From: Jesper Dangaard Brouer <brouer@redhat.com>
To: Alexei Starovoitov <alexei.starovoitov@gmail.com>
Cc: Daniel Borkmann <daniel@iogearbox.net>,
Andy Gospodarek <andy@greyhouse.net>,
Daniel Borkmann <borkmann@iogearbox.net>,
Alexei Starovoitov <ast@fb.com>,
"netdev@vger.kernel.org" <netdev@vger.kernel.org>,
"xdp-newbies@vger.kernel.org" <xdp-newbies@vger.kernel.org>,
John Fastabend <john.fastabend@gmail.com>,
brouer@redhat.com
Subject: Re: xdp_redirect ifindex vs port. Was: best API for returning/setting egress port?
Date: Tue, 25 Apr 2017 11:34:53 +0200 [thread overview]
Message-ID: <20170425113453.5c72080f@redhat.com> (raw)
In-Reply-To: <20170420171006.GA97067@ast-mbp.thefacebook.com>
On Thu, 20 Apr 2017 10:10:08 -0700
Alexei Starovoitov <alexei.starovoitov@gmail.com> wrote:
> On Thu, Apr 20, 2017 at 08:10:51AM +0200, Jesper Dangaard Brouer wrote:
> > On Wed, 19 Apr 2017 19:56:13 -0700
> > Alexei Starovoitov <alexei.starovoitov@gmail.com> wrote:
> >
> > > On Thu, Apr 20, 2017 at 12:51:31AM +0200, Daniel Borkmann wrote:
> > > >
> > > > Is there a concrete reason that all the proposed future cases like sockets
> > > > have to be handled within the very same XDP_REDIRECT return code? F.e. why
> > > > not XDP_TX_NIC that only assumes ifindex as proposed in the patch, and future
> > > > ones would get a different return code f.e. XDP_TX_SK only handling sockets
> > > > when we get there implementation-wise?
> > >
> > > yeah. let's keep redirect to sockets, tunnels, crypto and exotic things
> > > out of this discussion.
> > > XDP_REDIRECT should assume L2 raw packet is being redirected to another L2 netdev.
> > > If we make it too generic it will lose performance.
> > >
> > > For cls_bpf the ifindex concept is symmetric. The program can access it as
> > > skb->ifindex on receive and can redirect to another ifindex via bpf_redirect() helper.
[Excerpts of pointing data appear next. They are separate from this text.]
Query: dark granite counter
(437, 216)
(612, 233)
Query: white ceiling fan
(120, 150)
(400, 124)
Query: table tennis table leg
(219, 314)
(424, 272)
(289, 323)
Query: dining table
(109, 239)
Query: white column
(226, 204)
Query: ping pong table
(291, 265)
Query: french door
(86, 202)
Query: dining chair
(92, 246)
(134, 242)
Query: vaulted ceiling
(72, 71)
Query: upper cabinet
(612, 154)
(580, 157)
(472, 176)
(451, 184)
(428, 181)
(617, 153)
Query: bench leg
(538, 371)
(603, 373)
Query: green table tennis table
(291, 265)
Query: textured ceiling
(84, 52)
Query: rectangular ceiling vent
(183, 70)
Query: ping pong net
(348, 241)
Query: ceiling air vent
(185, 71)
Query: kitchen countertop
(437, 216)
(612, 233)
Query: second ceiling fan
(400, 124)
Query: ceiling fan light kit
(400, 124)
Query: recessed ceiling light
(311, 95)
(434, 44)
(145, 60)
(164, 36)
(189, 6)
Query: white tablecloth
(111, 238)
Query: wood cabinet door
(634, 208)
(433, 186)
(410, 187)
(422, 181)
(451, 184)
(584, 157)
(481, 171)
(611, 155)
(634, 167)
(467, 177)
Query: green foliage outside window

> > > Since netdev is not locked, it's actually big plus, since container management
> > > control plane can simply delete netns+veth and it goes away. The program can
> > > have dangling ifindex (if control plane is buggy and didn't update the bpf side),
> > > but it's harmless. Packets that redirect to non-existing ifindex are dropped.
> > > This approach already understood and works well, so for XDP I suggest to use
> > > the same approach initially before starting to reinvent the wheel.
> > > struct xdp_md needs ifindex field and xdp_redirect() helper that redirects
> > > to L2 netdev only. That's it. Simple and easy.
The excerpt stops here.